Danny introdujo una llave en la puerta del restaurante e indicó a Stone que le siguiera.
—¿Tu madre vive aquí?
—No, pero hay un apartamento encima del restaurante. Puede sobar ahí lo que queda de noche.
—¿Y tú?
—Tengo cosas que hacer, gente que ver. Me tienen que curar. —Se tocó la cara y la pierna.
—¿Un médico a estas horas?
—No necesito ningún médico. Joder, me siento como los viernes por la noche después de un partido de fútbol americano. Uno no puede dejar que le joda la existencia. Me hice a la idea rápidamente.
—¿Seguro que puedo pasar la noche aquí?
—Seguro. Volveré más o menos a la hora que mi madre abre para el desayuno. Ya me apañaré con ella.
Stone miró el interior del local. En un extremo había una larga barra de caoba pulida con taburetes delante, con un par de mesas de billar y una jukebox de los años cincuenta en el otro extremo. En medio había mesas con manteles a cuadros y sillas de estilo antiguo. El local no olía a bar, sino a limones y aire fresco. A juzgar por el aspecto de las cosas, Abigail Riker tenía su negocio bien limpio y ordenado.

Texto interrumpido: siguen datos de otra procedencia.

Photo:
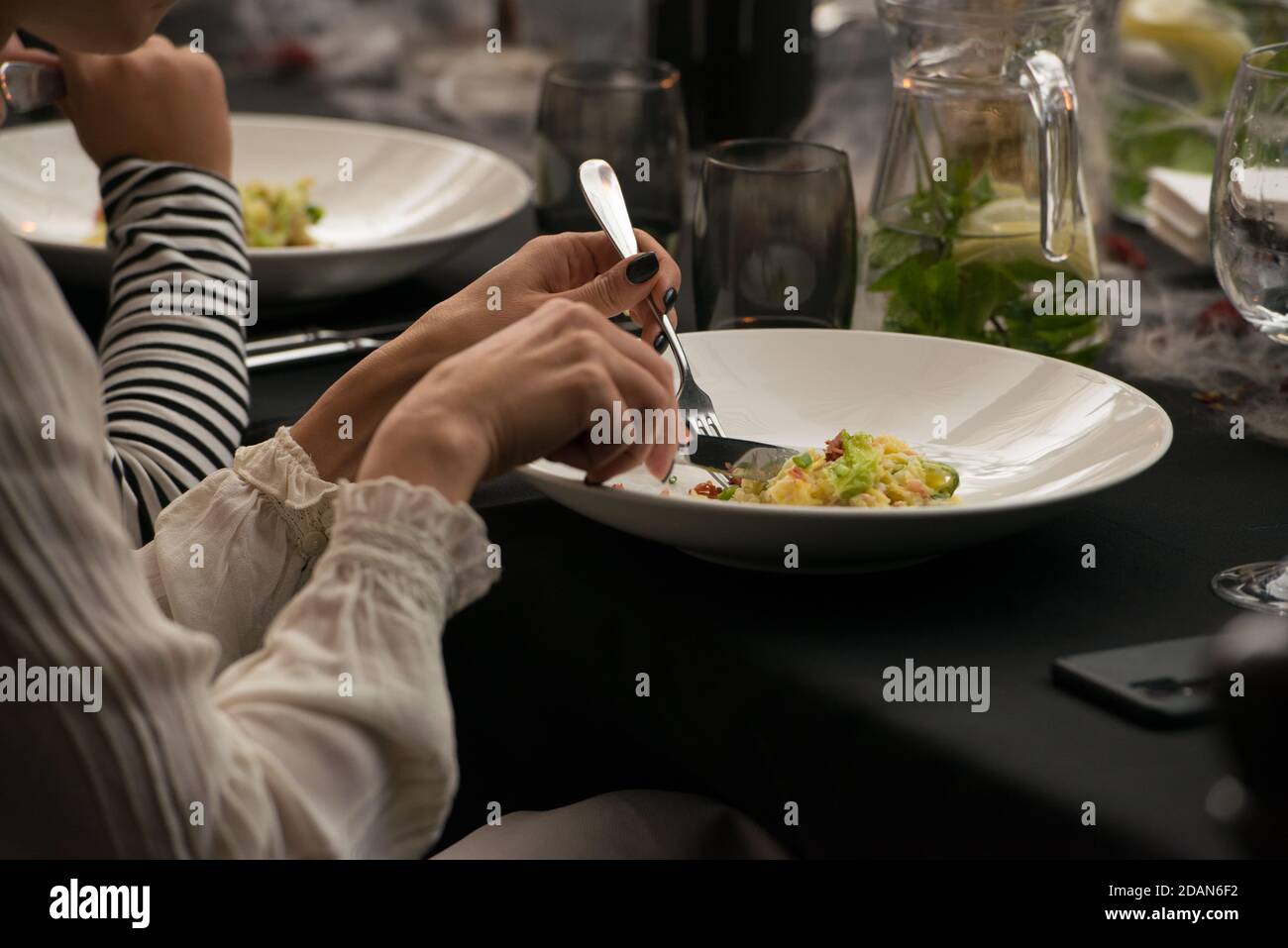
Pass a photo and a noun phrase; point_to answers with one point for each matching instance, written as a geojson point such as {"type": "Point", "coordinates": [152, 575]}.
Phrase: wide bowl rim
{"type": "Point", "coordinates": [984, 507]}
{"type": "Point", "coordinates": [523, 194]}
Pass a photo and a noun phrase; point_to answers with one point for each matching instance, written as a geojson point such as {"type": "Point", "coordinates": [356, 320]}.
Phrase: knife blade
{"type": "Point", "coordinates": [752, 460]}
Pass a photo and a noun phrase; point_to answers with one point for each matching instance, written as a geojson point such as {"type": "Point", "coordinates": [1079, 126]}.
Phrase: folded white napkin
{"type": "Point", "coordinates": [1176, 211]}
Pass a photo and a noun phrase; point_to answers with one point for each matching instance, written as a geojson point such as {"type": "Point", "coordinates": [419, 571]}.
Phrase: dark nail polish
{"type": "Point", "coordinates": [643, 268]}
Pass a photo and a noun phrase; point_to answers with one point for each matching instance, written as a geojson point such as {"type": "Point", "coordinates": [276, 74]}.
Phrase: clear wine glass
{"type": "Point", "coordinates": [1249, 248]}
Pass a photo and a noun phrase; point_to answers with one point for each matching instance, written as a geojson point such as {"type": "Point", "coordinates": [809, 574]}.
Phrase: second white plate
{"type": "Point", "coordinates": [412, 198]}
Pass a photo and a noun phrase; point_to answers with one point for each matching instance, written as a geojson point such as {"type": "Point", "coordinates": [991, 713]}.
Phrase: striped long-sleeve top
{"type": "Point", "coordinates": [175, 386]}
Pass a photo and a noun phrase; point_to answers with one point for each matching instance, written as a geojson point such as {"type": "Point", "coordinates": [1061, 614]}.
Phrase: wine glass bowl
{"type": "Point", "coordinates": [631, 115]}
{"type": "Point", "coordinates": [1249, 249]}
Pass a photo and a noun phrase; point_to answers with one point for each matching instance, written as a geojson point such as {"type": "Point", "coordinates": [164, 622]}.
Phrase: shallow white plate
{"type": "Point", "coordinates": [1028, 436]}
{"type": "Point", "coordinates": [413, 200]}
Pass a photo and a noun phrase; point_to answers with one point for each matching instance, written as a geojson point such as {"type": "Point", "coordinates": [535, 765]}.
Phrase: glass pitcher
{"type": "Point", "coordinates": [978, 227]}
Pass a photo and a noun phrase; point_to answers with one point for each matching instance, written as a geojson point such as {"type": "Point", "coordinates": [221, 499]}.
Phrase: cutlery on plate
{"type": "Point", "coordinates": [26, 86]}
{"type": "Point", "coordinates": [313, 346]}
{"type": "Point", "coordinates": [751, 460]}
{"type": "Point", "coordinates": [603, 193]}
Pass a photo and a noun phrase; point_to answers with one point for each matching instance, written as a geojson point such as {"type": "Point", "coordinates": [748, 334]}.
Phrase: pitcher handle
{"type": "Point", "coordinates": [1054, 101]}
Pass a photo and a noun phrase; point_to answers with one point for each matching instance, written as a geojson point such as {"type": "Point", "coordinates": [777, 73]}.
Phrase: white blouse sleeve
{"type": "Point", "coordinates": [231, 553]}
{"type": "Point", "coordinates": [333, 738]}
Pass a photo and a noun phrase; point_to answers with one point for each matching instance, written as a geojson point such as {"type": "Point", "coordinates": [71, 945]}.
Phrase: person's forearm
{"type": "Point", "coordinates": [339, 428]}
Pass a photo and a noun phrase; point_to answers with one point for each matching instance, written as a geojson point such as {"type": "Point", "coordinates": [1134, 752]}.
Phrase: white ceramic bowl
{"type": "Point", "coordinates": [1028, 434]}
{"type": "Point", "coordinates": [413, 200]}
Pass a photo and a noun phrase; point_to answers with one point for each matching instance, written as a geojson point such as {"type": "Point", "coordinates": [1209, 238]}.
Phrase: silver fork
{"type": "Point", "coordinates": [604, 196]}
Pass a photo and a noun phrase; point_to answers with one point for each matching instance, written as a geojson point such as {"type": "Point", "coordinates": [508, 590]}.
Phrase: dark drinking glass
{"type": "Point", "coordinates": [774, 236]}
{"type": "Point", "coordinates": [632, 117]}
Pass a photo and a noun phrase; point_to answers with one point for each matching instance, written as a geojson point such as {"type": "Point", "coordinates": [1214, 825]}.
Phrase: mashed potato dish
{"type": "Point", "coordinates": [851, 471]}
{"type": "Point", "coordinates": [279, 217]}
{"type": "Point", "coordinates": [275, 217]}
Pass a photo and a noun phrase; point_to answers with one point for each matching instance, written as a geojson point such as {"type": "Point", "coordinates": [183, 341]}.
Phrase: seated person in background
{"type": "Point", "coordinates": [284, 693]}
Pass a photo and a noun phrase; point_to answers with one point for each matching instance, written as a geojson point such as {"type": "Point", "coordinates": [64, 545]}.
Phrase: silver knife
{"type": "Point", "coordinates": [751, 460]}
{"type": "Point", "coordinates": [26, 86]}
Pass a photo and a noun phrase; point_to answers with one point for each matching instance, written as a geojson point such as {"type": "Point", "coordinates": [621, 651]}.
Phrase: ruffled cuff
{"type": "Point", "coordinates": [417, 537]}
{"type": "Point", "coordinates": [282, 472]}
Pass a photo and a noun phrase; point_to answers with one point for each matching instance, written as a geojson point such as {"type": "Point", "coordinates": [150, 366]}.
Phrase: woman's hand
{"type": "Point", "coordinates": [579, 266]}
{"type": "Point", "coordinates": [570, 266]}
{"type": "Point", "coordinates": [159, 103]}
{"type": "Point", "coordinates": [527, 391]}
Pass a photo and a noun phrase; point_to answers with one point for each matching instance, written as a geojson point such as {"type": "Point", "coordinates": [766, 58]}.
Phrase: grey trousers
{"type": "Point", "coordinates": [627, 824]}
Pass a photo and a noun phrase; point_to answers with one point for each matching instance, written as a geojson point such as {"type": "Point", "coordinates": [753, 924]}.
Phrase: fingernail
{"type": "Point", "coordinates": [643, 268]}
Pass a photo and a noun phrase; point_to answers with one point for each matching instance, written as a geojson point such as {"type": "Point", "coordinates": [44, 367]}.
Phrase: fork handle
{"type": "Point", "coordinates": [671, 339]}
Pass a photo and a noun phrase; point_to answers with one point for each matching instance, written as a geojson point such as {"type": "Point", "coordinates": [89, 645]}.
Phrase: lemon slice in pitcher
{"type": "Point", "coordinates": [1009, 231]}
{"type": "Point", "coordinates": [1205, 39]}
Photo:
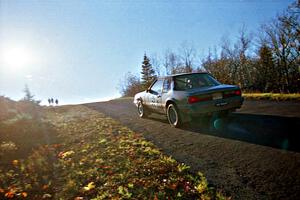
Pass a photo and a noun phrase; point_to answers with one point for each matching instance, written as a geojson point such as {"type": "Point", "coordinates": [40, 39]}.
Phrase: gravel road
{"type": "Point", "coordinates": [254, 154]}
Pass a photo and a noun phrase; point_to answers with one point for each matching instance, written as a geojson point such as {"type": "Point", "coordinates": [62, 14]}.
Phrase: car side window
{"type": "Point", "coordinates": [157, 87]}
{"type": "Point", "coordinates": [167, 85]}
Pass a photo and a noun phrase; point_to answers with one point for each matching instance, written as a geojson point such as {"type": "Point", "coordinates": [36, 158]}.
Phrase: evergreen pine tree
{"type": "Point", "coordinates": [148, 73]}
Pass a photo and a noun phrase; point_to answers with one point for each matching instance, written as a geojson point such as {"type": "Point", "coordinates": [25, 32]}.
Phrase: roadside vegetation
{"type": "Point", "coordinates": [266, 61]}
{"type": "Point", "coordinates": [272, 96]}
{"type": "Point", "coordinates": [72, 152]}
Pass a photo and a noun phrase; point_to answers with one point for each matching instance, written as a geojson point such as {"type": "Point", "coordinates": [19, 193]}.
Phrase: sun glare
{"type": "Point", "coordinates": [17, 57]}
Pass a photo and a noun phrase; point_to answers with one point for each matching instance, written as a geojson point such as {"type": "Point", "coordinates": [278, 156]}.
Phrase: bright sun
{"type": "Point", "coordinates": [17, 57]}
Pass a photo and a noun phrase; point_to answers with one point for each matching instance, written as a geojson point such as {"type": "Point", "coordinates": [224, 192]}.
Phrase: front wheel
{"type": "Point", "coordinates": [173, 116]}
{"type": "Point", "coordinates": [141, 110]}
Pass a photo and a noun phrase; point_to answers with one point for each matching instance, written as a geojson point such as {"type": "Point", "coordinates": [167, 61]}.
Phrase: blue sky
{"type": "Point", "coordinates": [77, 51]}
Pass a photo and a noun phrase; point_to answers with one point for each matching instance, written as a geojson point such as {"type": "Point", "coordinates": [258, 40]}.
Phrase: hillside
{"type": "Point", "coordinates": [72, 152]}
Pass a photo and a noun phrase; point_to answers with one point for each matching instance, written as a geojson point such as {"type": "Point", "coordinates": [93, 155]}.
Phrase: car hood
{"type": "Point", "coordinates": [212, 89]}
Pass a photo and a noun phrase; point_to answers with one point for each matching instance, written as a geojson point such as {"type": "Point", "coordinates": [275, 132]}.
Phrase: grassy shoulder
{"type": "Point", "coordinates": [272, 96]}
{"type": "Point", "coordinates": [95, 157]}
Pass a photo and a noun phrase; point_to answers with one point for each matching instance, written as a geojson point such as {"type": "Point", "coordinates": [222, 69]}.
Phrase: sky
{"type": "Point", "coordinates": [78, 51]}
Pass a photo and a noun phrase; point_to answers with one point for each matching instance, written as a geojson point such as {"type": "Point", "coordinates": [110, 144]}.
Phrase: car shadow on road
{"type": "Point", "coordinates": [274, 131]}
{"type": "Point", "coordinates": [268, 130]}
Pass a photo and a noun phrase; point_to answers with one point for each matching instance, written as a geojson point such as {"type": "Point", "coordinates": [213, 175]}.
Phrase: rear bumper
{"type": "Point", "coordinates": [209, 107]}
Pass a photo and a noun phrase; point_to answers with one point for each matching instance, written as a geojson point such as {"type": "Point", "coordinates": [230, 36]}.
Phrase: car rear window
{"type": "Point", "coordinates": [192, 81]}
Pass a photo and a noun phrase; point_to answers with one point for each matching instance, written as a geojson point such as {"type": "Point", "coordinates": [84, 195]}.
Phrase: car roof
{"type": "Point", "coordinates": [181, 74]}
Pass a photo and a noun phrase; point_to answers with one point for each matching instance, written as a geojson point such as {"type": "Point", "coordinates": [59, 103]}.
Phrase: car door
{"type": "Point", "coordinates": [165, 93]}
{"type": "Point", "coordinates": [155, 95]}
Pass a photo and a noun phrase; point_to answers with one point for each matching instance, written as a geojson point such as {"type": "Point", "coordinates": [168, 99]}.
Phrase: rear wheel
{"type": "Point", "coordinates": [173, 116]}
{"type": "Point", "coordinates": [141, 110]}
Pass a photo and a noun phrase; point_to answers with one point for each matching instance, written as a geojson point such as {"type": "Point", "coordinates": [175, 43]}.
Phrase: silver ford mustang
{"type": "Point", "coordinates": [184, 96]}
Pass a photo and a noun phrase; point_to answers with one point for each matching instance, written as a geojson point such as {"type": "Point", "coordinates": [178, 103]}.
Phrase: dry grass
{"type": "Point", "coordinates": [272, 96]}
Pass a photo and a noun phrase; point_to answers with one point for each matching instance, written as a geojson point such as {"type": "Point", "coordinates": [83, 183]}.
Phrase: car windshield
{"type": "Point", "coordinates": [192, 81]}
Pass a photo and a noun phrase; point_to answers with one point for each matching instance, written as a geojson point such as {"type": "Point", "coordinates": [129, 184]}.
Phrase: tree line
{"type": "Point", "coordinates": [268, 61]}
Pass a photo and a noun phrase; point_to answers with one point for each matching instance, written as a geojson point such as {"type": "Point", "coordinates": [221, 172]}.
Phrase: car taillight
{"type": "Point", "coordinates": [195, 99]}
{"type": "Point", "coordinates": [238, 92]}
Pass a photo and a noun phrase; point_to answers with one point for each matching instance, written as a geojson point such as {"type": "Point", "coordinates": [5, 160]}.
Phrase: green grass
{"type": "Point", "coordinates": [272, 96]}
{"type": "Point", "coordinates": [95, 157]}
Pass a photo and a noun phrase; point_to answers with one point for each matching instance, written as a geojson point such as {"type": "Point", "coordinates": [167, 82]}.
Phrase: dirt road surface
{"type": "Point", "coordinates": [253, 154]}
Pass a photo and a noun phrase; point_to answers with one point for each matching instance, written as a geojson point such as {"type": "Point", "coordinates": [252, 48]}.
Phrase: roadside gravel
{"type": "Point", "coordinates": [252, 155]}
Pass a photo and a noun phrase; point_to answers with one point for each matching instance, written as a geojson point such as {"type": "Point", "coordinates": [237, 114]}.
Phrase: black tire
{"type": "Point", "coordinates": [173, 116]}
{"type": "Point", "coordinates": [142, 112]}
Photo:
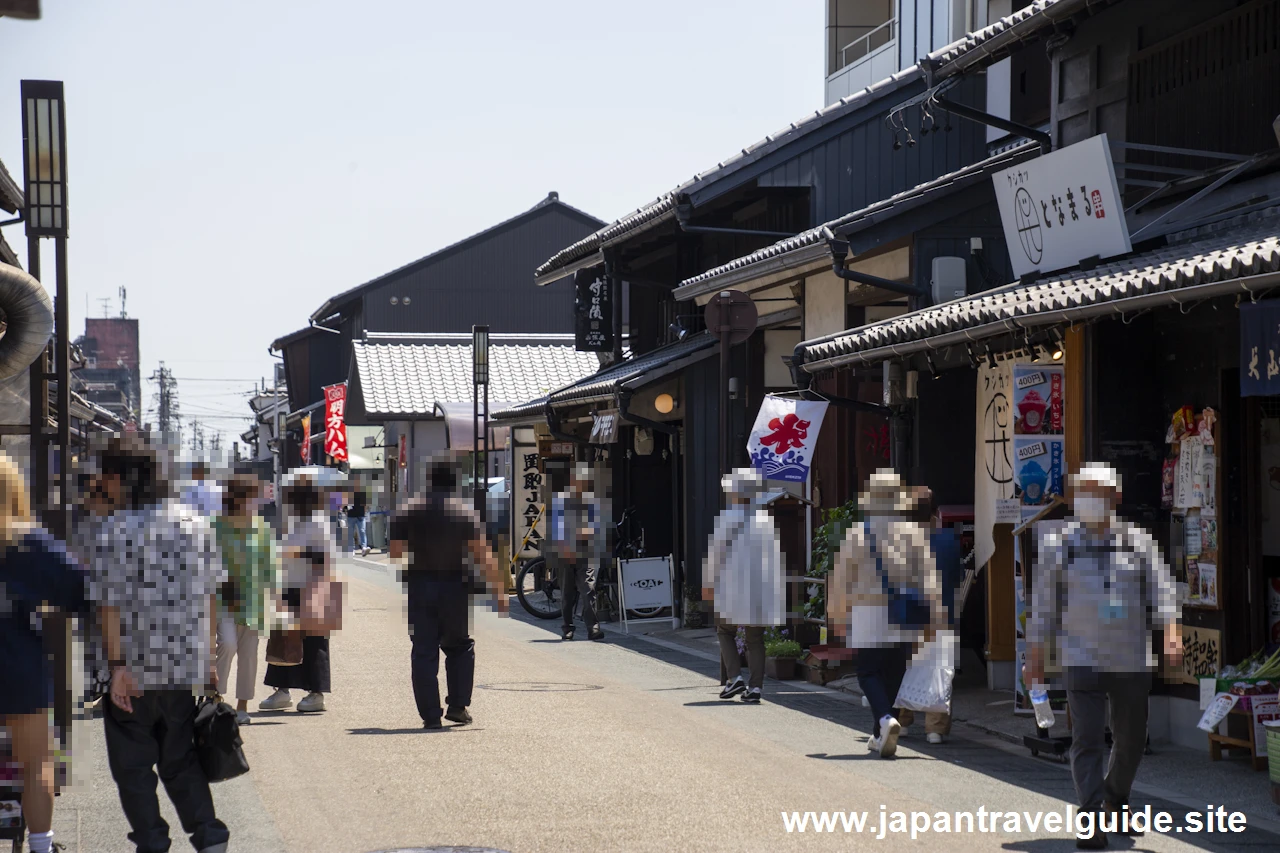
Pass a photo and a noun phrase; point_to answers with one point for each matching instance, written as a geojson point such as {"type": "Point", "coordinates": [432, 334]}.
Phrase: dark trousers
{"type": "Point", "coordinates": [160, 734]}
{"type": "Point", "coordinates": [880, 675]}
{"type": "Point", "coordinates": [1097, 776]}
{"type": "Point", "coordinates": [730, 658]}
{"type": "Point", "coordinates": [579, 580]}
{"type": "Point", "coordinates": [311, 675]}
{"type": "Point", "coordinates": [439, 619]}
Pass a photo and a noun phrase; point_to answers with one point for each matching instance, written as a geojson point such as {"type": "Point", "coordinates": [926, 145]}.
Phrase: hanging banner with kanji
{"type": "Point", "coordinates": [336, 422]}
{"type": "Point", "coordinates": [784, 437]}
{"type": "Point", "coordinates": [1260, 349]}
{"type": "Point", "coordinates": [593, 311]}
{"type": "Point", "coordinates": [305, 446]}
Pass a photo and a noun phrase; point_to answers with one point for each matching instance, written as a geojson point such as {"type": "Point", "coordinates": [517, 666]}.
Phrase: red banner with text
{"type": "Point", "coordinates": [336, 422]}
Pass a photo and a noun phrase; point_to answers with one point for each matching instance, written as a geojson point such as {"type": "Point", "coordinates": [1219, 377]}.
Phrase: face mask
{"type": "Point", "coordinates": [1092, 509]}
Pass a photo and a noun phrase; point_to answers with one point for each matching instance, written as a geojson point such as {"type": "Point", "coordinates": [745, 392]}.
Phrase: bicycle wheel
{"type": "Point", "coordinates": [538, 589]}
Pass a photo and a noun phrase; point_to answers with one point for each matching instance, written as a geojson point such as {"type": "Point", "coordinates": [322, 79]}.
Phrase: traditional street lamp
{"type": "Point", "coordinates": [480, 378]}
{"type": "Point", "coordinates": [44, 154]}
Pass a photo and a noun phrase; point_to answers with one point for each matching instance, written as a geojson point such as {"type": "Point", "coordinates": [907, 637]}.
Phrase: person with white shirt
{"type": "Point", "coordinates": [883, 598]}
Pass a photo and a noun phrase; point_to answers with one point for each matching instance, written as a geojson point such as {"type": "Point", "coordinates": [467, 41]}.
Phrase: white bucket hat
{"type": "Point", "coordinates": [1097, 474]}
{"type": "Point", "coordinates": [744, 482]}
{"type": "Point", "coordinates": [886, 495]}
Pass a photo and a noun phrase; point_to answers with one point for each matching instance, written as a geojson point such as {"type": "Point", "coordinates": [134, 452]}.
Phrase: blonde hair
{"type": "Point", "coordinates": [14, 503]}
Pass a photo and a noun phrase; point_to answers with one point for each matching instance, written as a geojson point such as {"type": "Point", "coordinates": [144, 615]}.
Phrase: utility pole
{"type": "Point", "coordinates": [167, 402]}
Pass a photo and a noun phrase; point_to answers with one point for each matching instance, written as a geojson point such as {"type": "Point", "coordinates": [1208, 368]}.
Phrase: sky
{"type": "Point", "coordinates": [232, 164]}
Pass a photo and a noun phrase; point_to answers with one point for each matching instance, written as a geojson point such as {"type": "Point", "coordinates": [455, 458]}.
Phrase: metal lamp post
{"type": "Point", "coordinates": [480, 378]}
{"type": "Point", "coordinates": [44, 156]}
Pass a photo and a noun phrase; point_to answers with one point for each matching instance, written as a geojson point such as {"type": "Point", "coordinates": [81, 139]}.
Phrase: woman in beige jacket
{"type": "Point", "coordinates": [883, 597]}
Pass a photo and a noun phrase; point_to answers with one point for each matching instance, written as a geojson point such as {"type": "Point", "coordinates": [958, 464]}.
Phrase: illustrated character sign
{"type": "Point", "coordinates": [784, 437]}
{"type": "Point", "coordinates": [1028, 226]}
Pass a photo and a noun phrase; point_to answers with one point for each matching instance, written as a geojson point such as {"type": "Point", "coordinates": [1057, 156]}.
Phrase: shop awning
{"type": "Point", "coordinates": [406, 377]}
{"type": "Point", "coordinates": [1235, 256]}
{"type": "Point", "coordinates": [808, 251]}
{"type": "Point", "coordinates": [634, 373]}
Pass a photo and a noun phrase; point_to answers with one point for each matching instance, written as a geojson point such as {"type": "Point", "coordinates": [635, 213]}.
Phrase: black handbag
{"type": "Point", "coordinates": [218, 742]}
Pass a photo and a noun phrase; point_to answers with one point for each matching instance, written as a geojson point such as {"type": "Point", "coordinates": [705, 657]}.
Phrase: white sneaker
{"type": "Point", "coordinates": [890, 730]}
{"type": "Point", "coordinates": [278, 701]}
{"type": "Point", "coordinates": [311, 702]}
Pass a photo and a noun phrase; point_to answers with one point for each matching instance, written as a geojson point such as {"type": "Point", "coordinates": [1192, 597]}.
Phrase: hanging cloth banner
{"type": "Point", "coordinates": [784, 437]}
{"type": "Point", "coordinates": [993, 469]}
{"type": "Point", "coordinates": [1260, 349]}
{"type": "Point", "coordinates": [305, 447]}
{"type": "Point", "coordinates": [336, 422]}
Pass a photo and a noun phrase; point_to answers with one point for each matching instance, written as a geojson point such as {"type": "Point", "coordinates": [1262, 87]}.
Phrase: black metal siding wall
{"type": "Point", "coordinates": [489, 281]}
{"type": "Point", "coordinates": [702, 464]}
{"type": "Point", "coordinates": [860, 167]}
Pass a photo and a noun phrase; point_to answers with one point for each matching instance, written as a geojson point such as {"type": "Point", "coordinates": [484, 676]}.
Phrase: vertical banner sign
{"type": "Point", "coordinates": [993, 468]}
{"type": "Point", "coordinates": [336, 422]}
{"type": "Point", "coordinates": [1260, 349]}
{"type": "Point", "coordinates": [784, 437]}
{"type": "Point", "coordinates": [1040, 446]}
{"type": "Point", "coordinates": [305, 447]}
{"type": "Point", "coordinates": [526, 497]}
{"type": "Point", "coordinates": [1061, 208]}
{"type": "Point", "coordinates": [593, 311]}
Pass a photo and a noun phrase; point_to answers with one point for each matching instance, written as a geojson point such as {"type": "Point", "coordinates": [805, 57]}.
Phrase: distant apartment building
{"type": "Point", "coordinates": [110, 375]}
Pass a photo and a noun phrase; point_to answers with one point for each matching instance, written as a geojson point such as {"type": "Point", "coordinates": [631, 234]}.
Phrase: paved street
{"type": "Point", "coordinates": [617, 746]}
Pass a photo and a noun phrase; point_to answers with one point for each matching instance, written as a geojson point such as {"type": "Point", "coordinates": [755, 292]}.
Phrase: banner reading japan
{"type": "Point", "coordinates": [784, 437]}
{"type": "Point", "coordinates": [336, 422]}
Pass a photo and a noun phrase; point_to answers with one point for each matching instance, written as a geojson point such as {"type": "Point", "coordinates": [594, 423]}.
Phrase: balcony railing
{"type": "Point", "coordinates": [865, 44]}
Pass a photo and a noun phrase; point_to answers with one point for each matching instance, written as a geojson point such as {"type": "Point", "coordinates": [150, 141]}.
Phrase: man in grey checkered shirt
{"type": "Point", "coordinates": [154, 574]}
{"type": "Point", "coordinates": [1101, 588]}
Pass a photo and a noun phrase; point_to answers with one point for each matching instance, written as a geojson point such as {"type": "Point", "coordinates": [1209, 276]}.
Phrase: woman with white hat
{"type": "Point", "coordinates": [883, 597]}
{"type": "Point", "coordinates": [743, 578]}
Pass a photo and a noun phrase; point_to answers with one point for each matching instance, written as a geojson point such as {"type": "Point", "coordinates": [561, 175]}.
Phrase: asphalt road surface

—Danny, ¿hay algún sitio en este pueblo donde pueda trabajar? Ando un poco escaso de dinero.
—Veré qué puedo hacer.
Danny lo condujo arriba y al cabo de unos minutos el exhausto Stone dormía en una pequeña cama.
Al cabo de unas horas se despertó al notar que algo frío y duro le tocaba la mejilla.
Se puso tenso.
Es lo que solía pasarle con las bocas de escopeta del calibre doce.